- Born: February 28, 1843 New London, Connecticut
- Died: November 22, 1929 (aged 86) Waterford, Connecticut
- Buried: Jordan Cemetery, Waterford, New London County, Connecticut
- Allegiance: United States
- Branch: United States Army
- Rank: Private
- Unit: 21st Regiment Connecticut Volunteer Infantry - Company F
- Conflicts: Battle of Fredericksburg
- Awards: Medal of Honor

= Wallace A. Beckwith =

Soldier in American Civil War

Private Wallace A. Beckwith (February 28, 1843 - November 22, 1929) was an American soldier who fought in the American Civil War. Beckwith was awarded the country's highest award for bravery during combat, the Medal of Honor, for his action at Fredericksburg, Virginia during the Battle of Fredericksburg on December 13, 1862. He was honored with the award on February 15, 1897.

==Biography==
Beckwith enlisted at New London, Connecticut.

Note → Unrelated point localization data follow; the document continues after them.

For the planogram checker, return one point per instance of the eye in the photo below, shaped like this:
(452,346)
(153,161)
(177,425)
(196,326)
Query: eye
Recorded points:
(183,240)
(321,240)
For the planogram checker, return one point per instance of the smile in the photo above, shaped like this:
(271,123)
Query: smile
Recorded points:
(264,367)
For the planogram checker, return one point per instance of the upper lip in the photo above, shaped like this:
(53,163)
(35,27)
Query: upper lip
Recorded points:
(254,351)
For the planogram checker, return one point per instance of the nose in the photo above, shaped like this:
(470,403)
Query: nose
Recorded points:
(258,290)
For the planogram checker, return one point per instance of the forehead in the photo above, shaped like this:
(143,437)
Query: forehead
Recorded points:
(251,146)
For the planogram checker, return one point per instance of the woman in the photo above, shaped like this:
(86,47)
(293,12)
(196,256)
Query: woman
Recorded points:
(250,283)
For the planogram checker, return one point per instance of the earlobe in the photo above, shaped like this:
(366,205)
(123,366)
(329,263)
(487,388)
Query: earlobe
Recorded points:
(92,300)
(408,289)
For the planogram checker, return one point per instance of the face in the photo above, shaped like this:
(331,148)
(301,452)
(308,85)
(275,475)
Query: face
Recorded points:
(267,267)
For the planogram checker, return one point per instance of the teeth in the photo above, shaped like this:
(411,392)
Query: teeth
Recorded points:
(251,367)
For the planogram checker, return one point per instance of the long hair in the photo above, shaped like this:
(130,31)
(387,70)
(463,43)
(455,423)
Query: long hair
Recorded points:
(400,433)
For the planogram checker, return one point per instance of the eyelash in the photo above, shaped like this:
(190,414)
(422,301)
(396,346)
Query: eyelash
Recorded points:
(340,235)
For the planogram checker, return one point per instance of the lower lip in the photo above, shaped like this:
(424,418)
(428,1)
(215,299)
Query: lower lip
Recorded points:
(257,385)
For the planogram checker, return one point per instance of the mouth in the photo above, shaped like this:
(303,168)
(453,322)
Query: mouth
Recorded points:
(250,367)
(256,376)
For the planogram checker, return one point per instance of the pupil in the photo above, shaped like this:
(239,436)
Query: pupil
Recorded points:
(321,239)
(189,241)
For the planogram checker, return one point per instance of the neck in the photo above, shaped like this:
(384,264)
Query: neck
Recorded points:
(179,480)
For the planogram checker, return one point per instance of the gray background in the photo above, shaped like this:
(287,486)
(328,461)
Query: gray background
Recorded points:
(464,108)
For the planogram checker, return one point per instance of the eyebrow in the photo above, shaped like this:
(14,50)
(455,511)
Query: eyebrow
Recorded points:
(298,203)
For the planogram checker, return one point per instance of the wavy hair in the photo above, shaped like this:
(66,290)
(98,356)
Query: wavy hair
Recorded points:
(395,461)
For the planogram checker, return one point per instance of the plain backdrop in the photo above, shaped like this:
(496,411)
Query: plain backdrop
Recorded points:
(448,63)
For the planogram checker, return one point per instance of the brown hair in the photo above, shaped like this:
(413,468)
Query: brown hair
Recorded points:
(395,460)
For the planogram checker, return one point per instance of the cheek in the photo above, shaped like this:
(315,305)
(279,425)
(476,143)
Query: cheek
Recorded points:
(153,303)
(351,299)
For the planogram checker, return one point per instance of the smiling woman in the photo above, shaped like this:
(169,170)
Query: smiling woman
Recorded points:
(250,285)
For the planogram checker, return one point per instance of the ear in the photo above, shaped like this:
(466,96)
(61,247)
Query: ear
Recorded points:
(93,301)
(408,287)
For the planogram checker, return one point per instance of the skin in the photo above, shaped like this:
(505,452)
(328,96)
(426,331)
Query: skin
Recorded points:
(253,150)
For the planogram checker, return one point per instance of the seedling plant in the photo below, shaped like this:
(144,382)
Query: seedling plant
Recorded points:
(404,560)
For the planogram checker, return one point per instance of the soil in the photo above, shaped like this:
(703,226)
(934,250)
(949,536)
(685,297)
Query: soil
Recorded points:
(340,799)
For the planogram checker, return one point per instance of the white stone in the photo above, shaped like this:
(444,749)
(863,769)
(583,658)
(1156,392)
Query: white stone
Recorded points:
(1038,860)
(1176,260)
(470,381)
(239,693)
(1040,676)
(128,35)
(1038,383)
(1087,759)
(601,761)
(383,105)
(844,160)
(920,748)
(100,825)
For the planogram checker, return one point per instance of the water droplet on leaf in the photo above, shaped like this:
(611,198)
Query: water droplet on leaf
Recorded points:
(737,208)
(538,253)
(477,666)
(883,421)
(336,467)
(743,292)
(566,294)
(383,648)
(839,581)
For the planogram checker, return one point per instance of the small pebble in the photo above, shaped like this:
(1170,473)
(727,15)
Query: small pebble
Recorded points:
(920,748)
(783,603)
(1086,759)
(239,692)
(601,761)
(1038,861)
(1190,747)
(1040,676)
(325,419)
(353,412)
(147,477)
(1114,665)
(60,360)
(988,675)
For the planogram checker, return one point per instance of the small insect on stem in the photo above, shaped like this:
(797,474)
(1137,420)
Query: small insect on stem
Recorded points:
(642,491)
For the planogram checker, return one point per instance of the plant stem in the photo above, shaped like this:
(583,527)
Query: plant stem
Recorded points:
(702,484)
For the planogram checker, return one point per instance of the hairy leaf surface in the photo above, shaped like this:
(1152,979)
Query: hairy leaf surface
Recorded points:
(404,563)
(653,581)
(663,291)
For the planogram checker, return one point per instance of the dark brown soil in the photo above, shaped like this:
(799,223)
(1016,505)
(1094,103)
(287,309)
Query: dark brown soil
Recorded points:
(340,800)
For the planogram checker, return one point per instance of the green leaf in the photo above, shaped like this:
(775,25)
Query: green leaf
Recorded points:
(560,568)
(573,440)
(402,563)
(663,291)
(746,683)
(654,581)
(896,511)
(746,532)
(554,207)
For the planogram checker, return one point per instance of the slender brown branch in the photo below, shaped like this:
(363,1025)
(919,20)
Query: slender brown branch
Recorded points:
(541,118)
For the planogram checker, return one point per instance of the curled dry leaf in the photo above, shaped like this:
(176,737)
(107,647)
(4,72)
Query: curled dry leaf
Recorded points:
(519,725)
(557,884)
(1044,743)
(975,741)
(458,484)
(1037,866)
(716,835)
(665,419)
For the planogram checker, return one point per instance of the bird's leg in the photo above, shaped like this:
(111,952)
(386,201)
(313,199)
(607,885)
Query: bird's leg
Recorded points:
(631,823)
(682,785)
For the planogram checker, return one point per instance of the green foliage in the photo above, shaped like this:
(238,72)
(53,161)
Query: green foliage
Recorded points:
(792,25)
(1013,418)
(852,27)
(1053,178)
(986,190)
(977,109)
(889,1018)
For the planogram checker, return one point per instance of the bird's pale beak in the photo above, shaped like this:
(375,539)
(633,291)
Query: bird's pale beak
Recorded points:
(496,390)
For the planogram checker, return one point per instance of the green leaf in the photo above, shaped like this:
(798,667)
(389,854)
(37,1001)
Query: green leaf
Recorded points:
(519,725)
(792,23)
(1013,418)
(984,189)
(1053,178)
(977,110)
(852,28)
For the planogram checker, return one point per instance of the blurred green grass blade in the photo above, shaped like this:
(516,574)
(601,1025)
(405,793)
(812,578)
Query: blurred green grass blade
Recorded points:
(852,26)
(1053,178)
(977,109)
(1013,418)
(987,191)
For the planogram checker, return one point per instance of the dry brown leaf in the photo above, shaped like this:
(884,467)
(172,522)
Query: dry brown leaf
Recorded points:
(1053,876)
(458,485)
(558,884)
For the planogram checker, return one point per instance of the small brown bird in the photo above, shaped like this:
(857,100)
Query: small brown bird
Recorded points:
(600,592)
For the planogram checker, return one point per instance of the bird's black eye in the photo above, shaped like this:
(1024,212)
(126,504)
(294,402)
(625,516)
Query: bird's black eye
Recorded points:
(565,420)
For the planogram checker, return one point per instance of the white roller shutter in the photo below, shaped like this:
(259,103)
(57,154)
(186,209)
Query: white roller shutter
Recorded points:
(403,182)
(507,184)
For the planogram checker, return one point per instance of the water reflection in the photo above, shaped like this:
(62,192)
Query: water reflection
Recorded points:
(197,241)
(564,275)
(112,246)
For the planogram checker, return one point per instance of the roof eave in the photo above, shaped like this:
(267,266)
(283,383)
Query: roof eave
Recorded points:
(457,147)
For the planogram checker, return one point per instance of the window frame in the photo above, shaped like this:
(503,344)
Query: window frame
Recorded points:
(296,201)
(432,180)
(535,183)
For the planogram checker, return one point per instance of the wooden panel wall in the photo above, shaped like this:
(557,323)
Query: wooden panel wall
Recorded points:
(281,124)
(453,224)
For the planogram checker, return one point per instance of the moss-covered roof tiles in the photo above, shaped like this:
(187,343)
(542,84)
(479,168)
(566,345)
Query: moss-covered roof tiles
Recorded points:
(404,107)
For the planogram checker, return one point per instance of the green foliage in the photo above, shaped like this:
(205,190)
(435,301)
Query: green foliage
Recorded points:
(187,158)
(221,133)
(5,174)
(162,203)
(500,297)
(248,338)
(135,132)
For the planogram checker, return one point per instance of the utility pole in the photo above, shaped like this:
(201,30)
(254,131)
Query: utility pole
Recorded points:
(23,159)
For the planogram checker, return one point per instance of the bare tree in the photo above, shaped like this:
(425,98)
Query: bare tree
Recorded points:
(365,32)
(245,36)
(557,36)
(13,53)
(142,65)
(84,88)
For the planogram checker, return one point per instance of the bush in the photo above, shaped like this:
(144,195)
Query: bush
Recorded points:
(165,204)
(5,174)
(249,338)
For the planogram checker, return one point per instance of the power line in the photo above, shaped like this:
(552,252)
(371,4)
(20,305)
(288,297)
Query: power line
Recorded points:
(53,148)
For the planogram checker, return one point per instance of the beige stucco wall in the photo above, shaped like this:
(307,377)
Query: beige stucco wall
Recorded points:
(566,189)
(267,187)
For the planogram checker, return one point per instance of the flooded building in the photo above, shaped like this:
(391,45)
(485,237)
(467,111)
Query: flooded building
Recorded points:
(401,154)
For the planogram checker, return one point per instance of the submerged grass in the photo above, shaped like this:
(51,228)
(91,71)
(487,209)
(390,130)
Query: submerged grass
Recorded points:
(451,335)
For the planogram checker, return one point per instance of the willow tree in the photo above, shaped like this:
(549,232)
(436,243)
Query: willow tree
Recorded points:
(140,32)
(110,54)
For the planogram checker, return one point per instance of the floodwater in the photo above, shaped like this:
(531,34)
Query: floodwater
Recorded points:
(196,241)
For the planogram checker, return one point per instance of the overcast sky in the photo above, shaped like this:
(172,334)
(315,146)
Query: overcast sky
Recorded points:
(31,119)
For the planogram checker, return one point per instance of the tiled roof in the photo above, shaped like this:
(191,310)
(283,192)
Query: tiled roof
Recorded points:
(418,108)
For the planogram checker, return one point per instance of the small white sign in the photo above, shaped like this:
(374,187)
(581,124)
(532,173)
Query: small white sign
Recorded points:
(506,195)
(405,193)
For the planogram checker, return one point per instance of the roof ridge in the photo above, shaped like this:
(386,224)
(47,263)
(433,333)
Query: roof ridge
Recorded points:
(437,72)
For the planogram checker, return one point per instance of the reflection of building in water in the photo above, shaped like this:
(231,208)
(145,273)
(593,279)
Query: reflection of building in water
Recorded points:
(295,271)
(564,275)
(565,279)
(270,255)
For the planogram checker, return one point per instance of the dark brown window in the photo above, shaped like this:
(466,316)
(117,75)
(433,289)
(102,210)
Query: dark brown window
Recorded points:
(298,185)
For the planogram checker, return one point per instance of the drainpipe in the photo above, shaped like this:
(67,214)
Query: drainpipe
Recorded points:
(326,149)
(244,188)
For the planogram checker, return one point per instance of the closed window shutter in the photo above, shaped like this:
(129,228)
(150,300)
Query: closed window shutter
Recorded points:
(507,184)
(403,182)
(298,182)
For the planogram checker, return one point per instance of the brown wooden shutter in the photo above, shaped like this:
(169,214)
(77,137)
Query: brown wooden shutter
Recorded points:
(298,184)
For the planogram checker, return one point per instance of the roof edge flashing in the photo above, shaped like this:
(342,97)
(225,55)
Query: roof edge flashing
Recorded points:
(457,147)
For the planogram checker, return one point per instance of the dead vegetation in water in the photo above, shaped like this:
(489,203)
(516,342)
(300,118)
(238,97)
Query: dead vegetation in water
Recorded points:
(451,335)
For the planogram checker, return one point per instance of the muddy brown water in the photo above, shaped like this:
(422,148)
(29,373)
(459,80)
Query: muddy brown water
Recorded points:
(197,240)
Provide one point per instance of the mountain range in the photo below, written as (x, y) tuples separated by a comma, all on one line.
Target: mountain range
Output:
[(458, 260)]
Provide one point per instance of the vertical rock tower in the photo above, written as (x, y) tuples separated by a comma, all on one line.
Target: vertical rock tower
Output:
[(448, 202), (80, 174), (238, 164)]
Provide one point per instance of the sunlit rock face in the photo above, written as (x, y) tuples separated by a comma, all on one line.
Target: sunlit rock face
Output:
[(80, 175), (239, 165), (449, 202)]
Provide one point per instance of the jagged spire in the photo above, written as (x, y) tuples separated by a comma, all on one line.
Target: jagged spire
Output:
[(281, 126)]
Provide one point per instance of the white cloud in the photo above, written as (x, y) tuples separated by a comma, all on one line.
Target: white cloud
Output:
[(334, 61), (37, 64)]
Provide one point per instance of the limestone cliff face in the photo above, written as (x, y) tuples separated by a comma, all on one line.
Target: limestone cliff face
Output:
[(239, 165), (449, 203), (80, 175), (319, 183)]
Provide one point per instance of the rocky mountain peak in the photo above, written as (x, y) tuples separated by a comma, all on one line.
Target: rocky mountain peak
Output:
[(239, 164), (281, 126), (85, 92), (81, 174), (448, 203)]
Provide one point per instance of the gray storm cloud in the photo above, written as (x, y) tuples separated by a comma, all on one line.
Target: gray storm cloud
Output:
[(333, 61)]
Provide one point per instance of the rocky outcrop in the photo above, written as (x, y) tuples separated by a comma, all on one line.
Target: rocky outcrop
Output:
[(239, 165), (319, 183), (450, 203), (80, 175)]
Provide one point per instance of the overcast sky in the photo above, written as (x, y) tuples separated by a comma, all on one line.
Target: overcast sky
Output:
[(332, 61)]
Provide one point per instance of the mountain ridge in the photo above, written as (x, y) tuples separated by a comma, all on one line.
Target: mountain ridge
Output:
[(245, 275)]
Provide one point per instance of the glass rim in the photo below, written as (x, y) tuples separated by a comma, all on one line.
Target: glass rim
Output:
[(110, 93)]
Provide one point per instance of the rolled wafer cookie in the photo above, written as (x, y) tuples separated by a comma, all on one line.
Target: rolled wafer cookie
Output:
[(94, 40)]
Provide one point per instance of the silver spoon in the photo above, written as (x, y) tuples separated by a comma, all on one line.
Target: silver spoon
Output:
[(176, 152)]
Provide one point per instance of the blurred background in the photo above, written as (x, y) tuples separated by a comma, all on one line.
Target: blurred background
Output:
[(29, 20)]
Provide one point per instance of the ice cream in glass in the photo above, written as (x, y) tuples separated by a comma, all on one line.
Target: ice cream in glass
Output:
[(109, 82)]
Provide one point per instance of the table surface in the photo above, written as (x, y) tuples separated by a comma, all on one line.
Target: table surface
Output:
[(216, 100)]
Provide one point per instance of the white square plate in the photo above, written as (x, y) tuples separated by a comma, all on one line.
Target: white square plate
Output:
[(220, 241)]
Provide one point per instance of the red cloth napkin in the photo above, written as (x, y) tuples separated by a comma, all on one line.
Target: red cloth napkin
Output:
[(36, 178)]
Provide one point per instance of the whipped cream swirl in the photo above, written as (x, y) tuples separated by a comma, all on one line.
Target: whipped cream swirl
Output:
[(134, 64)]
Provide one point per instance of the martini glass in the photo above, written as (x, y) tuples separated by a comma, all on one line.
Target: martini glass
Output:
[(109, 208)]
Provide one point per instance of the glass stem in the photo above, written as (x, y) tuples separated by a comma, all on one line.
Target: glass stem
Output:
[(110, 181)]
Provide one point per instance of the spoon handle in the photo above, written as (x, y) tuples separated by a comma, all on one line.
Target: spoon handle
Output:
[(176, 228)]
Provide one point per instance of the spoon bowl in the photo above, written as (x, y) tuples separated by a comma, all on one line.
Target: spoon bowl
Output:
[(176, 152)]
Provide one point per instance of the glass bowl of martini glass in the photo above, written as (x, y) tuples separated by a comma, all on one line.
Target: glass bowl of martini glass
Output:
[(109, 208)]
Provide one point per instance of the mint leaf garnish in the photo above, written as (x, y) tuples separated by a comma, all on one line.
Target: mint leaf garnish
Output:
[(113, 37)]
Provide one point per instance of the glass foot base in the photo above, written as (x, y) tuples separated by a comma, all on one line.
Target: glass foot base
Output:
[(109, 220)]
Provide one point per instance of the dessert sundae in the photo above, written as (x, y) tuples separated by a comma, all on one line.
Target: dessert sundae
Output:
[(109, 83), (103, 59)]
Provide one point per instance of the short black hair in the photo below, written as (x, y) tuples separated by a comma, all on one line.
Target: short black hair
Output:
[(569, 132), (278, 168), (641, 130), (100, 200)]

For his role in the Battle of Fredericksburg between December 11 and 15, 1862 Beckwith became one of five other Connecticut soldiers of the 21st Connecticut Infantry who were awarded the Medal of Honor for action during the Civil War.

==Medal of Honor citation==

Gallantly responded to a call for volunteers to man a battery, serving with great heroism until the termination of the engagement.